Israeli expert: Jobbik gains ‘should worry the Jews’

Tel Aviv historian says advances by anti-Roma, anti-Semitic party are concerning in regard to its aim to tackle minority groups.

 A member of Hungary's far-right Jobbik party, delivers a speech to hundreds of far-right supporters during a rally against the World Jewish Congress Plenary Assembly in Budapest May 4, 2013.  (photo credit: REUTERS)
A member of Hungary's far-right Jobbik party, delivers a speech to hundreds of far-right supporters during a rally against the World Jewish Congress Plenary Assembly in Budapest May 4, 2013.
(photo credit: REUTERS)
Despite a solid electoral showing by Hungary’s ruling Fidesz Party in Sunday’s nationwide municipal elections, gains made by the ultra-nationalist Jobbik Party “should worry the Jews in the context of rising against the ‘other,’” said historian Dr. Raphael Vago of Tel Aviv University.
While the ruling center- right party continued its overwhelming dominance throughout the country, the anti-Roma and anti-Semitic Jobbik continued making gains against the Socialist Party, making it the second- biggest opposition party.
The party received international media attention when one of its parliamentarians called for the government to draw up a list of Jews.
In April, Jobbik worried Hungarian Jewry when it became the third-largest party in parliament, receiving 21 percent of the vote.
“The result of Jobbik is very concerning,” Andras Heisler, president of the Federation of Hungarian Jewish Communities (Mazsihisz), told The Jerusalem Post at the time.
Jobbik campaigned actively against the country’s Roma, or Gypsy, minority, promising to tackle what the party describes as “Gypsy crime.”
In Ozd, an industrial town of 35,000 people in northeastern Hungary, Jobbik’s victorious campaign was based on the promise to issue an ultimatum to the Roma – follow our rules or leave town.
The town of Ozd was the biggest prize won by Jobbik in the municipal elections, in which it increased the numbers of City Hall seats it controls from three to 14.
According to a manifesto posted on the Jobbik site next to a photograph of Ozd’s newly elected mayor, David Janiczak, “We think there are two ways to solve the Gypsy question... The first one is based on peaceful consent, the second on radical exclusion.”
“Our party wishes to offer one last chance to the destructive minority that lives here, so first it will consider peaceful consent. If that agreement fails, then and only then the radical solution can follow,” it said.
While Janiczak is reported to have taken a softer line since winning the municipal election, promising to “create jobs and enforce order for Roma and Hungarians alike,” there is still considerable suspicion of the far-right party among Hungarian Jews.
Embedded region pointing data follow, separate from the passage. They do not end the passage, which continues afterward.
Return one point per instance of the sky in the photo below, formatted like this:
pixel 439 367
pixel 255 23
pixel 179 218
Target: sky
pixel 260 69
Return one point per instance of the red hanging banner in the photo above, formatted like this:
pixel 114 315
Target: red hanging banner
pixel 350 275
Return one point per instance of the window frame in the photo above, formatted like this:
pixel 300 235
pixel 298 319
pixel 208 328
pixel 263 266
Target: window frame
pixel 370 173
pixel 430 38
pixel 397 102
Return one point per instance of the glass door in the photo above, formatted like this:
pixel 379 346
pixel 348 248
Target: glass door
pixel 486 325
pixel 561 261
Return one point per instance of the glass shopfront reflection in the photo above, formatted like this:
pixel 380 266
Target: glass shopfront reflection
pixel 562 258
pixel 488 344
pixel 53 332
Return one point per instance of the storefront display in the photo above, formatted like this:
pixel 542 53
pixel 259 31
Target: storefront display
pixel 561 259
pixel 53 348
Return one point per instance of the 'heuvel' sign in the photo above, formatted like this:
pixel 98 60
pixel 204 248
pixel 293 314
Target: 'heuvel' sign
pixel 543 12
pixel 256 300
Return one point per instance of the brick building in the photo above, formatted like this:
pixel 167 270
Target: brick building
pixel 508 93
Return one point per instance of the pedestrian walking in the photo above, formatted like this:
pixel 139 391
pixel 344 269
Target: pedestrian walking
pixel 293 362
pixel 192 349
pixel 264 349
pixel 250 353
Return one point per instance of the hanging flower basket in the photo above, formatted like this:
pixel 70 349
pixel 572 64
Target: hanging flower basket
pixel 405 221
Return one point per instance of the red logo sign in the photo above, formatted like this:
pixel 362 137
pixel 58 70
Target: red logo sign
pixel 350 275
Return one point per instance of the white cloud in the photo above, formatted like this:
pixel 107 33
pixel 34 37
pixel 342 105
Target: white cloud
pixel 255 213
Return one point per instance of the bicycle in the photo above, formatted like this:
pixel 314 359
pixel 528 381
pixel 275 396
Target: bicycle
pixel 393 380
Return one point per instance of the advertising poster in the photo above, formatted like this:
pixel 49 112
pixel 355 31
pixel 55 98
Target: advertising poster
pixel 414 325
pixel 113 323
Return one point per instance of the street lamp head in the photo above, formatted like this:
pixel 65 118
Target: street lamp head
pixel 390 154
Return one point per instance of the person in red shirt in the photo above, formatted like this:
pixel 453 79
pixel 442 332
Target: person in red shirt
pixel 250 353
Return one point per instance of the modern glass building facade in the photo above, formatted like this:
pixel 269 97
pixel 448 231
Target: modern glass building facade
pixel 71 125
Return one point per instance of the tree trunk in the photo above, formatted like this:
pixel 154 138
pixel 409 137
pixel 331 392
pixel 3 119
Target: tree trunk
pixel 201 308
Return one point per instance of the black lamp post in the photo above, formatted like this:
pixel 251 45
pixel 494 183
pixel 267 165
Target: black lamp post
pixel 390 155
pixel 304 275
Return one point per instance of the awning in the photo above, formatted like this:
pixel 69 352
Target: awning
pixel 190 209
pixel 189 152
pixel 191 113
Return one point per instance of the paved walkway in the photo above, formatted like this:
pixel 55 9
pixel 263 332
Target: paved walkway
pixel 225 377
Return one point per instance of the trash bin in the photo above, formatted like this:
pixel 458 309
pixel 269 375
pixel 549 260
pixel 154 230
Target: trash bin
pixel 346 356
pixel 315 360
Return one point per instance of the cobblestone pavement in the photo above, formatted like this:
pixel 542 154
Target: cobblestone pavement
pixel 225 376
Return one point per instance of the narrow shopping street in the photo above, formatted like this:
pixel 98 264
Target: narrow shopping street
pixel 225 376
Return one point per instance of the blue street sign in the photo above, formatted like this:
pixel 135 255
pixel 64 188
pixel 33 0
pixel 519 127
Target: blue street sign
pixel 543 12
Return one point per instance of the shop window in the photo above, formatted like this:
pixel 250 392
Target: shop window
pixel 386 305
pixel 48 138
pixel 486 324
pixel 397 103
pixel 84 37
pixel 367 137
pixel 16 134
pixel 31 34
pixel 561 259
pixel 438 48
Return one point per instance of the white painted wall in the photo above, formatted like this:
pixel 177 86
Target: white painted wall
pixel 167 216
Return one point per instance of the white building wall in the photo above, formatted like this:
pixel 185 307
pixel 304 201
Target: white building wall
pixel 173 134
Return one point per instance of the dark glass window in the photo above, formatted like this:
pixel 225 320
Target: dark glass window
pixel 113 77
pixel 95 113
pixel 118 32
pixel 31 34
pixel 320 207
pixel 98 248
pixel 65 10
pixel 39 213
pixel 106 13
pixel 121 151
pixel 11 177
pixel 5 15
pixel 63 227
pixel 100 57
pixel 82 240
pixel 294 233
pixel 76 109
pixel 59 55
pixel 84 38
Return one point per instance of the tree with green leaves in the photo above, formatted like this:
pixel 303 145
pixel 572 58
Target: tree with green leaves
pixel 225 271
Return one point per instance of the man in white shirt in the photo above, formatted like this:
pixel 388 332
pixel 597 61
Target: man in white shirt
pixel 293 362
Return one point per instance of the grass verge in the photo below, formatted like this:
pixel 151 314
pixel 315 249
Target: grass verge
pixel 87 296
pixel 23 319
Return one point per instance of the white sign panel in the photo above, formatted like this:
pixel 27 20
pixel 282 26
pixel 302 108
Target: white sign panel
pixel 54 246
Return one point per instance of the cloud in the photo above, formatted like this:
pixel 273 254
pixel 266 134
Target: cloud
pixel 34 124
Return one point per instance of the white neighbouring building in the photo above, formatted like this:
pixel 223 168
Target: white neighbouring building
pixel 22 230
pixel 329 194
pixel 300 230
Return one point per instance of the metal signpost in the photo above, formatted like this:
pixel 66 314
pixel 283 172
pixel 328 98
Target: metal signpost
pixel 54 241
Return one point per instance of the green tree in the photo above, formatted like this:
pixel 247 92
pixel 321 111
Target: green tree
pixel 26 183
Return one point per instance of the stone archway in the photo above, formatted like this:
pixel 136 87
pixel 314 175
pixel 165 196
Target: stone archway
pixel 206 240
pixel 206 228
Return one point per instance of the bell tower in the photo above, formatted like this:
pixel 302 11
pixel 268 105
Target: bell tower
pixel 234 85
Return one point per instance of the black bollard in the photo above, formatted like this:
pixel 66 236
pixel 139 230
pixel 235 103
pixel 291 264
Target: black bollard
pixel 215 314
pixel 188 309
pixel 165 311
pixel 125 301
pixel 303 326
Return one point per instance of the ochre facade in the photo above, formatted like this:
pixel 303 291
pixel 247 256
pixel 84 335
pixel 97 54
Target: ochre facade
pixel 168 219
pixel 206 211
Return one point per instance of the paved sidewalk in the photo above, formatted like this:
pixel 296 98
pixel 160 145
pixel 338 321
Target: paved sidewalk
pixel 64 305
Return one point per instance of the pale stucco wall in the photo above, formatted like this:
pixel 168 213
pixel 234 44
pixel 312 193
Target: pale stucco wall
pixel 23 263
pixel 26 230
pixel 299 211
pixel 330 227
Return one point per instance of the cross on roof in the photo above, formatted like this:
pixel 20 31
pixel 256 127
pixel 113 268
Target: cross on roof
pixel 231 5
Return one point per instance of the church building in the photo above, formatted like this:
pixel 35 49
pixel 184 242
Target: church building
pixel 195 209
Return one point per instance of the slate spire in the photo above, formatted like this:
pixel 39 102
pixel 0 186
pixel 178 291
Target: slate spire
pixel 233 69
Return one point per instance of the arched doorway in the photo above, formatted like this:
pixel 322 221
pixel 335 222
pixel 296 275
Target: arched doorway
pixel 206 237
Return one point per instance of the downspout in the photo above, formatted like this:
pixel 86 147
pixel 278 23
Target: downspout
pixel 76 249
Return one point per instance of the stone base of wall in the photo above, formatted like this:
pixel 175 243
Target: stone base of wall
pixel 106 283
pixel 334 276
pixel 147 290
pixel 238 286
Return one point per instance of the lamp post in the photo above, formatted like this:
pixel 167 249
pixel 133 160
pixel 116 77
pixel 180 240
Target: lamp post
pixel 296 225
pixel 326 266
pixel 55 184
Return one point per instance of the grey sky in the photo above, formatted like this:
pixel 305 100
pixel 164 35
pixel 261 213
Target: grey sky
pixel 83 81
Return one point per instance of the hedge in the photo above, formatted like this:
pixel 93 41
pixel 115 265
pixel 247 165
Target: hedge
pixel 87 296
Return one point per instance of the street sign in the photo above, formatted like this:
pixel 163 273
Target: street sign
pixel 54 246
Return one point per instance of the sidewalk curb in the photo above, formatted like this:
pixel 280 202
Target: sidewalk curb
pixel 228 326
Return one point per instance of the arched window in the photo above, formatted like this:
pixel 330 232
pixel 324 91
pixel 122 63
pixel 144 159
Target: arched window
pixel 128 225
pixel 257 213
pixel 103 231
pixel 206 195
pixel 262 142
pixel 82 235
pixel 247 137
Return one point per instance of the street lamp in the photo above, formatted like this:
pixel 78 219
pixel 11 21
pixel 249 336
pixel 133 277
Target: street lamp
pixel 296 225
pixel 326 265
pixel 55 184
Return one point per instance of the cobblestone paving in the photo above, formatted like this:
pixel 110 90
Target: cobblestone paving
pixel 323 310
“The Jewish community will be worried that Jobbik is gaining more popularity, also on the local level, on the continuing rise of nationalist agitation, and hatred of the ‘other,’” said Vago.
“As far as I know, the Jewish population in Jobbik-ruled councils is almost nil, so there is no practical danger looming over the Jews. These are usually neglected, ‘left behind’ neighborhoods. The Jews will also learn that the tendency to exclude the ‘other’ is gaining more popularity than the trend for more social inclusion and integration,” he said.
While the Mazsihisz was unable to reply to inquires before this article went to press due to the Succot holiday, there is little reason to suspect that the Jewish organization is mollified by Janiczak’s rhetoric.
This summer, Jobbik politicians were intimately involved in the opening of a Budapest photo exhibit on Israel’s Gaza incursion.
During the opening of the exhibit, Jobbik MEP Krisztina Morvai called for the cancellation of the EU-Israel Association Agreement, and Jobbik MP Márton Gyöngyösi asserted, according to the party website, that “Israel is now conducting a genocide similar to the one suffered by the Jewry in World War II.”